Legalization of Reefer has kind of been like the legalization of gay marriage - once the taboo was broken, the mainstream realized that the world wasn't going to come to an end, as conservative doomsayers and fear-mongers like Sessions would have them believe.  Now, one in five Americans live in states where recreational marijuana is legal, and polling has steadily shown that a vast majority want pot to be legal from sea to shining sea. 

Anyway...

Nigeria says another Chibok school girl has escaped from Boko Haram.  More than 270 girls were kidnapped by the Islamist extremist group from a school in the north-eastern town of Chibok.  About 100 are still being held, with the rest having escaped or been freed by the Nigerian military.

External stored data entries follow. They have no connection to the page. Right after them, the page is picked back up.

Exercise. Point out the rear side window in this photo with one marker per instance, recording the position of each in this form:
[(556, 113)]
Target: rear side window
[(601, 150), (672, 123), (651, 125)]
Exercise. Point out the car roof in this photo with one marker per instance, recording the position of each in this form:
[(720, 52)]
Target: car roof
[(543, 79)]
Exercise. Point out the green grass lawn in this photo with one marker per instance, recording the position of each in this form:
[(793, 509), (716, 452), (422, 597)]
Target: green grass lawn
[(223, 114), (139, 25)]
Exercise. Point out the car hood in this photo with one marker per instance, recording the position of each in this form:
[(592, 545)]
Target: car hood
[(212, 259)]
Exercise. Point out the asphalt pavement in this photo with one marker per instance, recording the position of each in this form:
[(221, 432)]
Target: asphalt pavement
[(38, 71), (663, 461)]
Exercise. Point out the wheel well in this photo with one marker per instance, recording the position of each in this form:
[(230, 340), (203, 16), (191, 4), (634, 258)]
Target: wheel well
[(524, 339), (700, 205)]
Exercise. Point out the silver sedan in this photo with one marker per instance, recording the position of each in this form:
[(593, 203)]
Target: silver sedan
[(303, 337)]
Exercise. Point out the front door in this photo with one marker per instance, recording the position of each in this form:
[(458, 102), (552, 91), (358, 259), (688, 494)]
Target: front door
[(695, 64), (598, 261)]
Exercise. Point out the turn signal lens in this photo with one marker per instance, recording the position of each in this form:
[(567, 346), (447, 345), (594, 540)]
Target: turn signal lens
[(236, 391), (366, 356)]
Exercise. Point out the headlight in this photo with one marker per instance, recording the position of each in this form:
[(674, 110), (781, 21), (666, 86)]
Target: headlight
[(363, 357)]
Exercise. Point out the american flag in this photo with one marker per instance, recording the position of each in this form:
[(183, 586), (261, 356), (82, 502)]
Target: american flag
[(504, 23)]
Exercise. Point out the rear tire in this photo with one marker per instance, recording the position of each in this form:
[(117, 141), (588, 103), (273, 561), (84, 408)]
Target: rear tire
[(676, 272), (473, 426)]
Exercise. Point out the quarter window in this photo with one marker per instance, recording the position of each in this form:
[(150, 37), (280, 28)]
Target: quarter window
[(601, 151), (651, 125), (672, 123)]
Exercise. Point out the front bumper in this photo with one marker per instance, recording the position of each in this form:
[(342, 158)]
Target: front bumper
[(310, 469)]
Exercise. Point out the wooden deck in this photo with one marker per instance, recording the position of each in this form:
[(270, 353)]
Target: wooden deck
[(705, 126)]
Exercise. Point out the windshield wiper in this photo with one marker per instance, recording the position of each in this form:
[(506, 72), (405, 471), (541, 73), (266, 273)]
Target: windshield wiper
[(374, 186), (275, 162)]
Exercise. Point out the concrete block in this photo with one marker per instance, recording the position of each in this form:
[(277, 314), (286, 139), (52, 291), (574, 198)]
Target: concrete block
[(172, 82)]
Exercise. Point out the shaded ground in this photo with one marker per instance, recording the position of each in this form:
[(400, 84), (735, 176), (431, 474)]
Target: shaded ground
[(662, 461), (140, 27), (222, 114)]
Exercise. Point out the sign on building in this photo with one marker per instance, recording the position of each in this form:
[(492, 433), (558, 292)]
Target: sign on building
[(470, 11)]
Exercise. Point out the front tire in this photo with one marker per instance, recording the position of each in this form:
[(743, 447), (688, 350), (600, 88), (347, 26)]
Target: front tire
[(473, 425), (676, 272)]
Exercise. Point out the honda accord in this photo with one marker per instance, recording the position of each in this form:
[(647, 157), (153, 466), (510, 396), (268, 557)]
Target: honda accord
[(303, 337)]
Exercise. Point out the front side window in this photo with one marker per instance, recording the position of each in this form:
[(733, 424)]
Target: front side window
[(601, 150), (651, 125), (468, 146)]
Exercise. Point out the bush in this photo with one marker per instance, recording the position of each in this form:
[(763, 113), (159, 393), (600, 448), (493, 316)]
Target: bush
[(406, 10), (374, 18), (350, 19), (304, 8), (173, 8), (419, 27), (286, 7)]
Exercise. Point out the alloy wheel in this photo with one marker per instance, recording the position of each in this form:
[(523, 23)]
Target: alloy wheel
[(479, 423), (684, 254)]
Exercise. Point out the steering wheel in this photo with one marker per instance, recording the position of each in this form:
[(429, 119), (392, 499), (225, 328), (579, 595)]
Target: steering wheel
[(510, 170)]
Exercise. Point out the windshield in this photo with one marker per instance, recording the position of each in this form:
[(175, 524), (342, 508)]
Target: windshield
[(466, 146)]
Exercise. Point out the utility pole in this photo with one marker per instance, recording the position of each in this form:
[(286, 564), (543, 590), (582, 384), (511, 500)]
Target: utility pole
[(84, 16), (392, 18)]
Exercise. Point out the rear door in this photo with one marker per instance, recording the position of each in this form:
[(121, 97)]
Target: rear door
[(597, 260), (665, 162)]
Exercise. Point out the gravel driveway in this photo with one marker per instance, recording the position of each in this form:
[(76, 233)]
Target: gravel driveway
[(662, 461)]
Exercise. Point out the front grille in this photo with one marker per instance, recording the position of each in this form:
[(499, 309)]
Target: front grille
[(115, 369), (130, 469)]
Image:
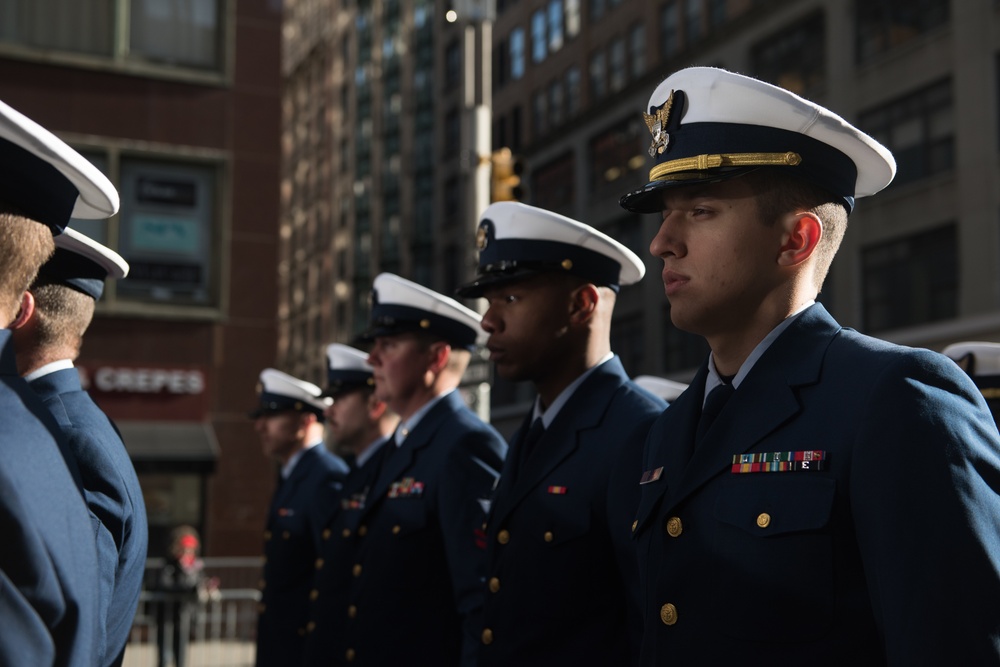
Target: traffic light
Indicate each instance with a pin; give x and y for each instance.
(505, 179)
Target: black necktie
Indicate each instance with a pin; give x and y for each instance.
(714, 404)
(530, 440)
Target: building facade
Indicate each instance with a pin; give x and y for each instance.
(179, 104)
(567, 81)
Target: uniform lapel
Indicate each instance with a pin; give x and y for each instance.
(402, 458)
(584, 411)
(63, 381)
(767, 398)
(287, 488)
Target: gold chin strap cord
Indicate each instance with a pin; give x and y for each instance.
(664, 171)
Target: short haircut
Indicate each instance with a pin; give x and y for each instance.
(24, 247)
(62, 315)
(779, 193)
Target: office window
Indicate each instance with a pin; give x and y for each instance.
(598, 77)
(572, 18)
(574, 94)
(517, 53)
(557, 103)
(670, 43)
(628, 341)
(794, 57)
(617, 72)
(615, 153)
(452, 65)
(177, 34)
(919, 129)
(596, 9)
(637, 50)
(885, 24)
(452, 132)
(911, 280)
(681, 350)
(552, 185)
(555, 25)
(692, 23)
(168, 231)
(539, 45)
(539, 113)
(501, 63)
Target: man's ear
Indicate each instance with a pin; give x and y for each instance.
(804, 231)
(440, 352)
(583, 303)
(26, 311)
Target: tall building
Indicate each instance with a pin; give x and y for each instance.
(920, 262)
(375, 163)
(568, 80)
(179, 104)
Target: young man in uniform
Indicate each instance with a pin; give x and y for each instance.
(360, 424)
(816, 496)
(560, 570)
(50, 594)
(414, 548)
(289, 423)
(65, 294)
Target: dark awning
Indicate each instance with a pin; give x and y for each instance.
(170, 446)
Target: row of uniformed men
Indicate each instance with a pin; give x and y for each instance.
(71, 510)
(774, 514)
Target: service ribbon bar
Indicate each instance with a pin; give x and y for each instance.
(810, 459)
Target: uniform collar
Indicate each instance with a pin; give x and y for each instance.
(549, 414)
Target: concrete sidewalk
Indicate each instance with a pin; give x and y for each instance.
(200, 654)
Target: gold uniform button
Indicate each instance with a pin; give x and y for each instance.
(668, 614)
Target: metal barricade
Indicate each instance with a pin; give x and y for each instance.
(221, 624)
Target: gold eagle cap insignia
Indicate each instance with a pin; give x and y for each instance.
(657, 124)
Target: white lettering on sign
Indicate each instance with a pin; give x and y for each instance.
(149, 380)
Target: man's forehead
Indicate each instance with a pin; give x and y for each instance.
(734, 188)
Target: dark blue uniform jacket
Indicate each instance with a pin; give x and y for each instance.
(561, 567)
(291, 547)
(49, 553)
(888, 552)
(416, 565)
(111, 490)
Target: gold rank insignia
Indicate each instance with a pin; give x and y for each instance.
(657, 124)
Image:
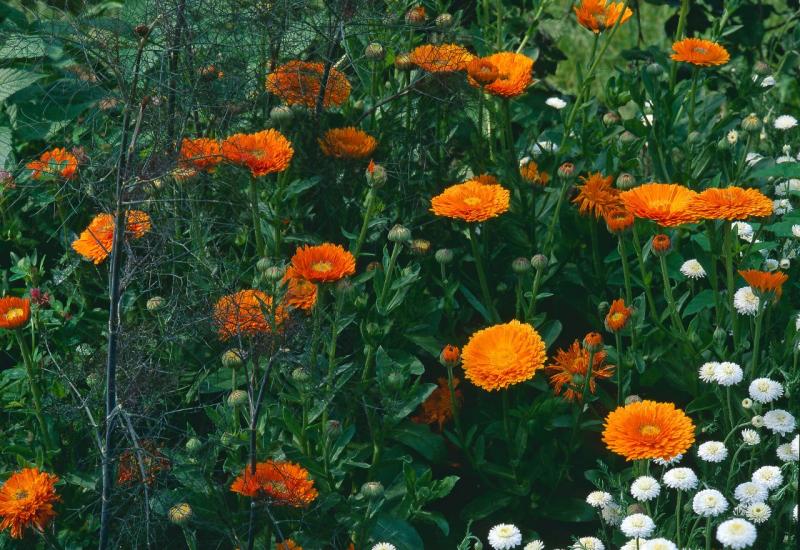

A truck driver thought he could beat a passenger train through a crossing in rural South Africa:  He didn't, and 18 people are dead while hundreds are recovering from various injuries.  "The truck driver was taking chances," said Transport Minister Joe Maswanganyi, "He thought that he was going to pass through."  Fire raced through part of the wreckage trapping many of the victims, some of whom died of burn injuries.

The death toll in that bus crash off of La Curva De Diablo (The Devil's Curve) in Peru is significantly higher than initially reported.  At least 50 people are dead, and only six people survived the 100 meter plunge off of the treacherous Pacific coastal road earlier this week.

A fire in a shoe factory in Novosibirsk, Russia killed ten people, including seven Chinese migrants.

The so-called Islamic State claimed responsibility for a suicide bombing that killed at least 11 people in Kabul, Afghanistan.  The bomber targeted a group of police managing a demonstration in the capital.

North Korea is the greatest threat to Japan since World War II, says Prime Minister Shinzo Abe who is vowing to build up the country's defenses to counter Pyongyang missile and nuclear programs.  Tokyo last month approved a budget which increases the defense budget to record levels.  Abe is also planning to push harder for his long-held goal of dumping Article Nine of the constitution, which outlaws war as a means to settle international disputes. 

Authorities in western Japan fined former Sumo Yokozuna (Grand Champion) Harumafuji around AU$5,600 for assaulting a junior wrestler and fracturing his skull, an embarrassing incident that forced him to retire at the peak of his competing skill in November.  The Japan Sumo Association (JSA) also formally sacked its chief Takahohana, himself a former Yokozuna.  With this, the JSA hopes to put the scandal behind it before the two-week tournament that begins in Tokyo on 14 January.  The ancient sport was just climbing back to a level of respectability after a decades of scandals including gambling, match-fixing, assaults, and jailing of a coach who oversaw the beating death of a teenage wrestler.

Blackface is never okay.  Okay?  No.  Never do blackface.  A comedian in Japan is being accused of cultural insensitivity for painting himself black for a New Year's program comedy bit, and impersonating Eddie Murphy.  African-American writer Baye McNeil, who lives in Japan, had to issue a periodic reminder that black people were "not a punchline nor a prop".  Three years ago, he successfully campaigned to prevent stop the performance of two bands in blackface on national TV.

The son of tennis great Boris Becker is pressing racism charges against a lawmakers from the racist and xenophobic Alternative for Germany (AfD) party, who referred to the younger Becker as a "little half-negro" on Twitter.  Germany has strict hate speech laws, and the government says said it will enforce them a little more closely, with the rise of scumbag racists like the AfD and anti-immigrant groups.  The AfD lawmaker denied insulting Becker and blamed an assistant for the offensive statement.